On February 22nd 2011, I was released from prison on the same day that my granddaughter was born. I realized that I needed to stay clean for her. In her eyes, I saw a future & told myself “Grandpa is there for her, now.” With funding from parole, I voluntarily checked myself into WestCare for a whole year. The funding ran short and I left early, but the lessons I learned will always stay with me.

I found leadership in my counselor, Raymond Gonzales, one of the first people that I could truly bond with and confide in. Without hope, I had nothing; Raymond gave me hope. I feel that God put him in my life to guide me through my darkest times. I also found inspiration in Margaret, Brenda, Tammy, Derrick, Sammy,Sydney– these counselors truly cared; just to name a few. They will care about you until you care about yourself. On my last day, I was brought intoGary’s office where he told me, “Think about everything before you do it. Think it all the way through.” That is the best advice I have ever been given; I apply it every day.

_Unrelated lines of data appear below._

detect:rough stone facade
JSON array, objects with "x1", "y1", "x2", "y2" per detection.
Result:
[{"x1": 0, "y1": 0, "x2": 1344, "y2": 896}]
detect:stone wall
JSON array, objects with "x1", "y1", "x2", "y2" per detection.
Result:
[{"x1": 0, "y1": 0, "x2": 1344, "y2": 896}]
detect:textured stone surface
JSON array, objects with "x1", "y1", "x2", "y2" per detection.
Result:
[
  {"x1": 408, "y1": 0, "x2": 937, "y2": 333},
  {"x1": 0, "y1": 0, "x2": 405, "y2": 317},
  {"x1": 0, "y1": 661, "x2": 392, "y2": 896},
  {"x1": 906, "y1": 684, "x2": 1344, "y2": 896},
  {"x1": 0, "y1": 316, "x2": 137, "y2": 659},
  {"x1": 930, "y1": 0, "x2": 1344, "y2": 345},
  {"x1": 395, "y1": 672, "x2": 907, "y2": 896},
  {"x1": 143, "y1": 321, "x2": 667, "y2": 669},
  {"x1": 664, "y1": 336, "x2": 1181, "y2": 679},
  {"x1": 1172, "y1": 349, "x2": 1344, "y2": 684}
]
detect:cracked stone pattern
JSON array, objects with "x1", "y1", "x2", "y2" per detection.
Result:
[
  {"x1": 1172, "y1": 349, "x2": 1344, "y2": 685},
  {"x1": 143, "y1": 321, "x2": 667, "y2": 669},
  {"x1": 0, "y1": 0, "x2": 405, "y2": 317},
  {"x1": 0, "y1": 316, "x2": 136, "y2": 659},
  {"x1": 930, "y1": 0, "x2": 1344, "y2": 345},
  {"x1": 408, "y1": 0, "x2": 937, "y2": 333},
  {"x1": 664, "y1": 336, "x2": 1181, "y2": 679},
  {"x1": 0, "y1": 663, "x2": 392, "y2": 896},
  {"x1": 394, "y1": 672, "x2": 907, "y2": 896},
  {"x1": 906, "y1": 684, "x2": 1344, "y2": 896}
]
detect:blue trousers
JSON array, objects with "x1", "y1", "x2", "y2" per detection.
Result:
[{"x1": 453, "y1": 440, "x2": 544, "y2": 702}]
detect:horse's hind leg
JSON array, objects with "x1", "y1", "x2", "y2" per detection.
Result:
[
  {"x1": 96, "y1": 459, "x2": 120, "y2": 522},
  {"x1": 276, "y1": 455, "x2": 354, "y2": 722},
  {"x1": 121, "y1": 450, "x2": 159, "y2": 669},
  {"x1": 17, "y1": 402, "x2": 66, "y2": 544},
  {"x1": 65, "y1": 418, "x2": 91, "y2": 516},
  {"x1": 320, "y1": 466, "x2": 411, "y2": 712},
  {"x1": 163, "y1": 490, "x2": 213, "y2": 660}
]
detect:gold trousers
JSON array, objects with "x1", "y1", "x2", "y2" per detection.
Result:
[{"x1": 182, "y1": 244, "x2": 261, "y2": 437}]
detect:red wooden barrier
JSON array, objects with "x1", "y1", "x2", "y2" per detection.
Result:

My faith in God was also restored. I visited the church next to the MLK Residential facility often and am now involved in a bible study. I want to be a better Christian. Instead of figuring things out on my own, I’ve realized the need to cast my cares on Him. Many doors have opened for me and I have God to thank for that.

I love my granddaughter; I see nothing but hope and a bright future in her. One of my sons is in prison and the other wants nothing to do with me. Times change and so do people; in time, we will all be united again.

I am currently going to college with plans to get my AA degree and become a drug and alcohol counselor. Because of my experiences, I feel that I can do better for other people and in turn, do better for myself. I plan to help other people for the rest of my life. I often speak atFresnoStatefor counselors so that they have an idea of the background of the clients they may be helping.

My life has been rocky, but I have changed for the better. I have found the love of my life and we have each other. When I look in the mirror now, I see a man who wants life and wants to live life. I look back at my old habits and think about how predictable I was, but now I think of myself as a box of Crackerjacks that always has something good to offer.

If recovery is not what you want, then keep on doing what you’re doing. But know that you’re going down the same predictable road. If I have any advice for anyone out there, it’s this: give life a chance.